Simple stateful neural net, can fit model but not predict (Lesson 6)

I’m trying to create a simple stateful neural network in keras to wrap my head around how to connect Embedding layers and LSTM’s. I have a piece of text where I have mapped every character to a integer and would like to send in one character at a time to predict the next character. I have done this earlier where I have sent in 8 characters at a time and got that to work well (using return_sequences=True and TimeDistributed(Dense)). But this time I want to only send in 1 character at a time and this is where my problem arises.

The code I use to set up my training data:

text = ... #Omitted for simplicity.

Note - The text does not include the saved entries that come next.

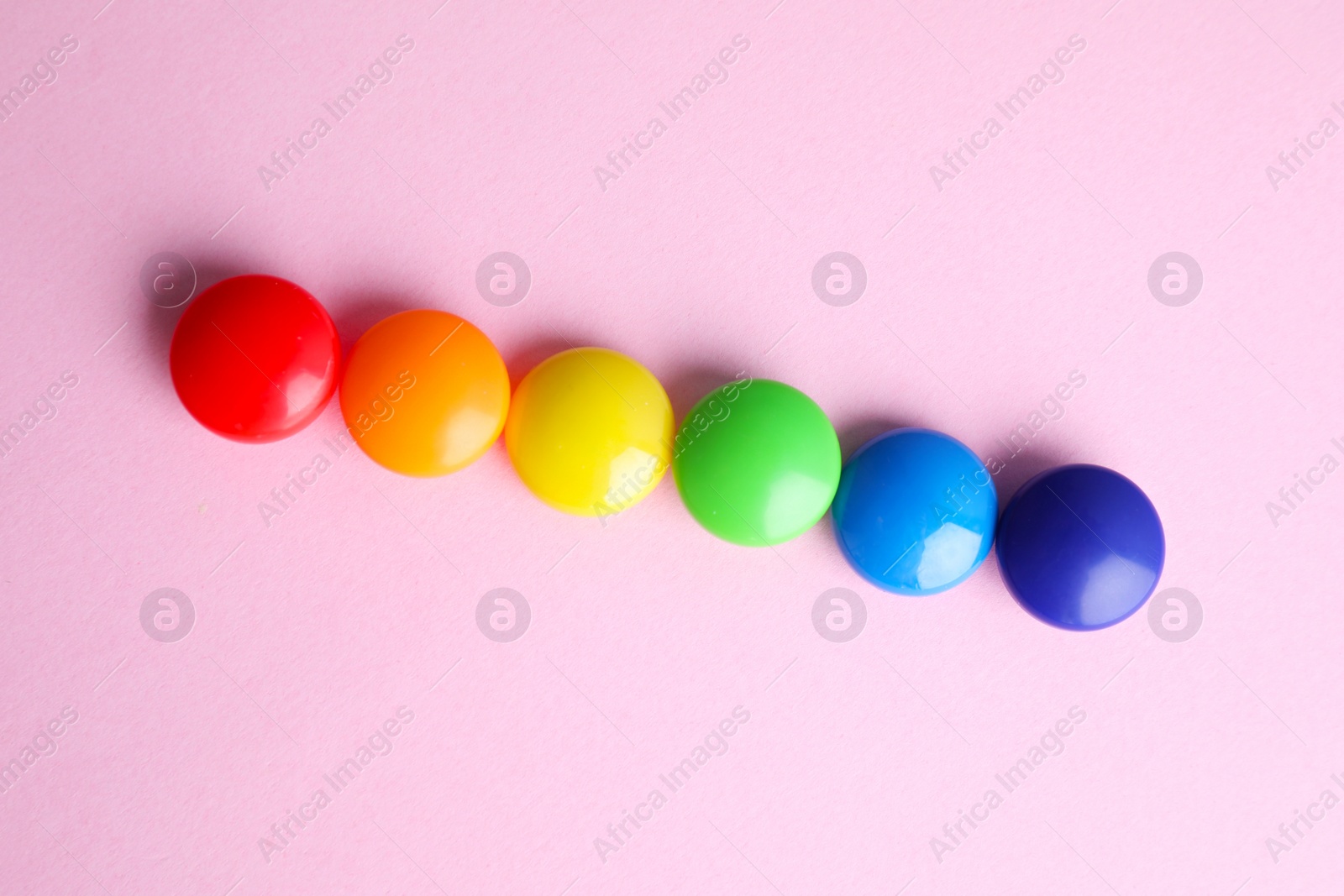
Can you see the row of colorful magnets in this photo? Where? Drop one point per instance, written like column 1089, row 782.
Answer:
column 591, row 432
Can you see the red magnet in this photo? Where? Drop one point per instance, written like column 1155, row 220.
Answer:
column 255, row 359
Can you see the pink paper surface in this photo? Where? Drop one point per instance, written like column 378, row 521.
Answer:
column 987, row 286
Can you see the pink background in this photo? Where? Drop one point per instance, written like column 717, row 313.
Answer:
column 645, row 633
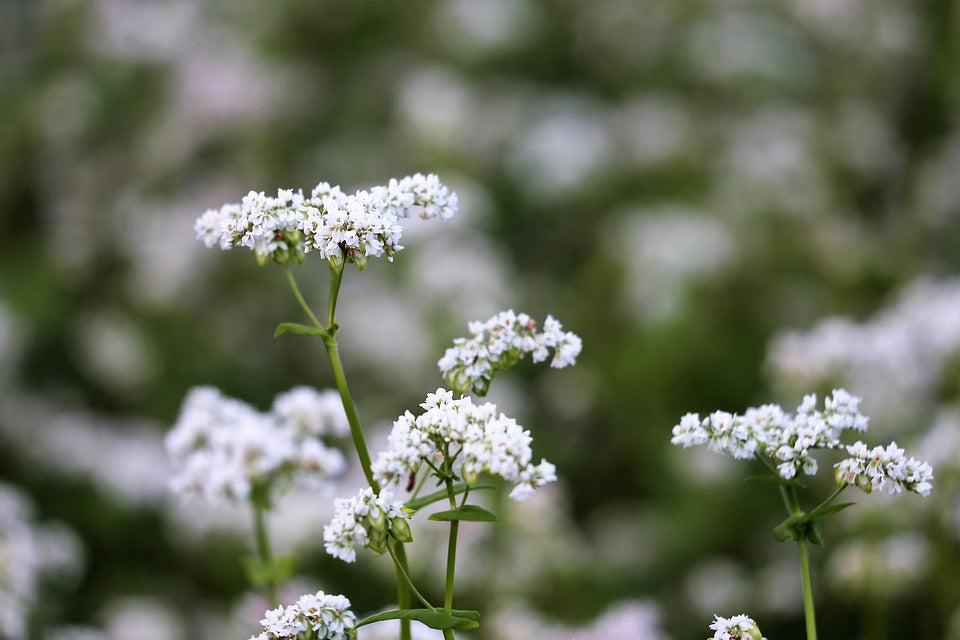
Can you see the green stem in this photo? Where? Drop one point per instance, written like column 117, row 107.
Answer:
column 351, row 410
column 451, row 559
column 299, row 297
column 399, row 558
column 809, row 611
column 833, row 496
column 263, row 550
column 336, row 278
column 808, row 608
column 404, row 586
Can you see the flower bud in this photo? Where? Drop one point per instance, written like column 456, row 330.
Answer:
column 335, row 262
column 376, row 520
column 400, row 529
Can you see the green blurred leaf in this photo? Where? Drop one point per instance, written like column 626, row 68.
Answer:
column 456, row 619
column 437, row 496
column 468, row 512
column 260, row 573
column 299, row 329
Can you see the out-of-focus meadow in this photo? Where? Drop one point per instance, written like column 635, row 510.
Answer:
column 731, row 202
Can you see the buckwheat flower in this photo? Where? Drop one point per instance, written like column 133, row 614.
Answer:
column 224, row 448
column 787, row 440
column 478, row 437
column 738, row 627
column 310, row 412
column 283, row 622
column 340, row 227
column 328, row 616
column 500, row 342
column 885, row 469
column 366, row 520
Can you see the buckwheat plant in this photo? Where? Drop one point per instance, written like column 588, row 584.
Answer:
column 227, row 451
column 783, row 444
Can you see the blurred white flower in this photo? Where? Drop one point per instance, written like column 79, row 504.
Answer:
column 878, row 567
column 77, row 443
column 717, row 584
column 28, row 553
column 664, row 250
column 224, row 449
column 896, row 358
column 143, row 619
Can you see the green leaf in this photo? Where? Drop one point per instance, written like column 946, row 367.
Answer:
column 299, row 329
column 260, row 573
column 790, row 529
column 468, row 512
column 770, row 479
column 456, row 619
column 437, row 496
column 828, row 510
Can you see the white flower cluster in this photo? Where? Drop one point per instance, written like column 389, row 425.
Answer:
column 223, row 447
column 340, row 227
column 477, row 436
column 28, row 552
column 738, row 627
column 885, row 469
column 366, row 520
column 898, row 357
column 324, row 617
column 500, row 342
column 768, row 430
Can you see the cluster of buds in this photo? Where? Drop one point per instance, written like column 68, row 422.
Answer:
column 480, row 438
column 885, row 469
column 315, row 616
column 366, row 520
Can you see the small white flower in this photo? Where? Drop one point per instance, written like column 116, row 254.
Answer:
column 480, row 438
column 222, row 447
column 363, row 521
column 471, row 363
column 328, row 616
column 339, row 227
column 887, row 469
column 785, row 439
column 738, row 627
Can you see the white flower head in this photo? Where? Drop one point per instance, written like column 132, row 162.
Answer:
column 500, row 342
column 885, row 469
column 224, row 448
column 366, row 520
column 787, row 440
column 738, row 627
column 328, row 616
column 479, row 437
column 340, row 227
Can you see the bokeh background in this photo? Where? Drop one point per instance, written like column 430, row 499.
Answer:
column 732, row 202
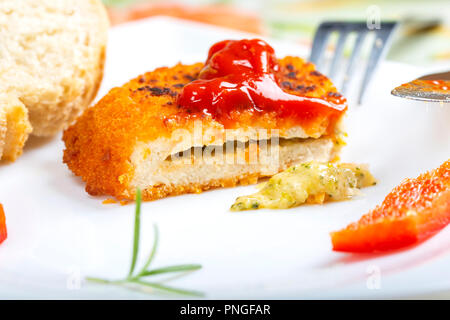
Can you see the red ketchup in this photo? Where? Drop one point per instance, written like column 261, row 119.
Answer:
column 240, row 76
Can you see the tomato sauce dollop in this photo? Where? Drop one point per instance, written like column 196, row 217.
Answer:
column 241, row 76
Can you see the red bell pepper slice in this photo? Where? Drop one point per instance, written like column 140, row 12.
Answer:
column 3, row 233
column 413, row 211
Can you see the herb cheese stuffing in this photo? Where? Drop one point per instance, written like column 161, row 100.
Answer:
column 309, row 182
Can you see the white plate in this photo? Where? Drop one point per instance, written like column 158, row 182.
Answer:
column 58, row 233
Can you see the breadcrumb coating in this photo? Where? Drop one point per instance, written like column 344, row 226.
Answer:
column 100, row 143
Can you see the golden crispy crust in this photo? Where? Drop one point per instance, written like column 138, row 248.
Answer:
column 100, row 143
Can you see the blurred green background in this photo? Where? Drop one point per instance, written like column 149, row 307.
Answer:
column 423, row 38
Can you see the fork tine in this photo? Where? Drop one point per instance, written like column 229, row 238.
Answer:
column 378, row 50
column 320, row 39
column 352, row 62
column 338, row 53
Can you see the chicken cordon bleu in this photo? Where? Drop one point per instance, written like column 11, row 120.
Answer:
column 240, row 116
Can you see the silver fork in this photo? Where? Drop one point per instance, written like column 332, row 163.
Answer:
column 381, row 42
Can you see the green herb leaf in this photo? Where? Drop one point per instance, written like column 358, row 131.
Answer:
column 153, row 252
column 136, row 279
column 137, row 227
column 179, row 268
column 165, row 288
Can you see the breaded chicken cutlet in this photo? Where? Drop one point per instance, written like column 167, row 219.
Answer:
column 139, row 136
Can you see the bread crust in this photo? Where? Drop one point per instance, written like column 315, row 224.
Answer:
column 100, row 144
column 14, row 127
column 52, row 61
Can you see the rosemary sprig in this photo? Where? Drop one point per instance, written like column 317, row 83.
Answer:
column 135, row 279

Just setting text to some kind of literature work

text = text.lower() #Simple model, therefor only using lower case characters

idx2char = list(set(list(text)))
char2idx = {char:idx for idx,char in enumerate(idx2char)}

text_in_idx = [char2idx[char] for char in text]

x = text_idx[:-1]
y = text_idx[1:]

The code I use to set up my model:

n_fac = 32
vocab_size = len(idx2char)
n_hidden = 256
batch_size=64

model = Sequential()
model.add(Embedding(vocab_size,n_fac,input_length=1,batch_input_shape=(batch_size,1)))
model.add(BatchNormalization())
model.add(LSTM(n_hidden,stateful=True))
model.add(Dense(vocab_size,activation='softmax'))

model.summary() gives me the following:

Layer (type)                     Output Shape          Param #     Connected to                     

embedding_1 (Embedding)          (64, 1, 32)           992         embedding_input_1[0][0]          

batchnormalization_1 (BatchNorma (64, 1, 32)           128         embedding_1[0][0]                

lstm_1 (LSTM)                    (64, 256)             295936      batchnormalization_1[0][0]       

dense_1 (Dense)                  (64, 31)              7967        lstm_1[0][0]                     

Total params: 305,023
Trainable params: 304,959
Non-trainable params: 64

Compiling and training my model:

model.compile(optimizer=Adam(lr=1e-4),loss='sparse_categorical_crossentropy')

nb_epoch = 10
for i in range(nb_epoch):
    model.reset_states()
    model.fit(x,y,nb_epoch=1,batch_size=batch_size,shuffle=False)

Training works as it should, the loss is reduced with each epoch.

Now I want to try out my trained network but have no idea how to give it a character to predict the next.

I start out by resetting its states and then want to start feeding it one char at a time.

I tried a couple of different inputs but all of them failed. These are not qualified guesses:

#The model uses integers for characters, therefor integers are sent as input

model.predict([1]) #Type error

model.predict(np.array([1])) #Value error

model.predict(np.array([1])[np.newaxis,:]) #Value error

model.predict(np.array([1])[:,np.newaxis]) #Value error

Am I forced to send in something of length batch_size or how am I supposed to send in data for the model to predict something?

First part of one of the Value error text:

ValueError: dimension mismatch in args to gemm (64,256)x(256,256)->(32,256)

Using theano backend with keras.

My question is also posted on stackoverflow.

I might not be able to answer this post until tomorrow unless I find more free time tonight.

Thanks in advance!

I figured out how to get predictions to work. I need to set batch_size=batch_size in

model.predict(np.array(X),batch_size=batch_size)

So my question is now the following;
If I have a neural network with an embedding at the start that takes input_length=1 and batch_size=(batch_size,1) can I not use it to predict on input of length 1? Does the input to predict also have to be of batch_size? Is the only way to predict on a smaller length of data to reduce batch_size and therefor slow down the training? input_length=1 doesnt matter?

For now im just gonna pad my single value input with batch_size - 1 zeros and only grab the first prediction in the array returned. Seems a bit hacky, hopefully a better solution can be found.

1 Like

Hey @tetratrio were you able to come up with any alternatives? I’m struggling with this right now and can’t seem to find a clear answer anywhere. Your solution seems to work (write a utility function that pads the input with batch_size - 1 zero-vectors of the same input length and take the first prediction) but agree that seems hacky and there must be a better way. Would love to hear about any progress you’ve made.

Hey!

I felt I got stuck and spent too much time on this so I moved on with the course. Never did solve it I’m afraid.

I have since moved over to pytorch as I feel that it is easier to understand and doesn’t require hacky methods like keras to get stuff to work. It’s a bit more work to get into but once you know the basics its so much easier to use in my opinion.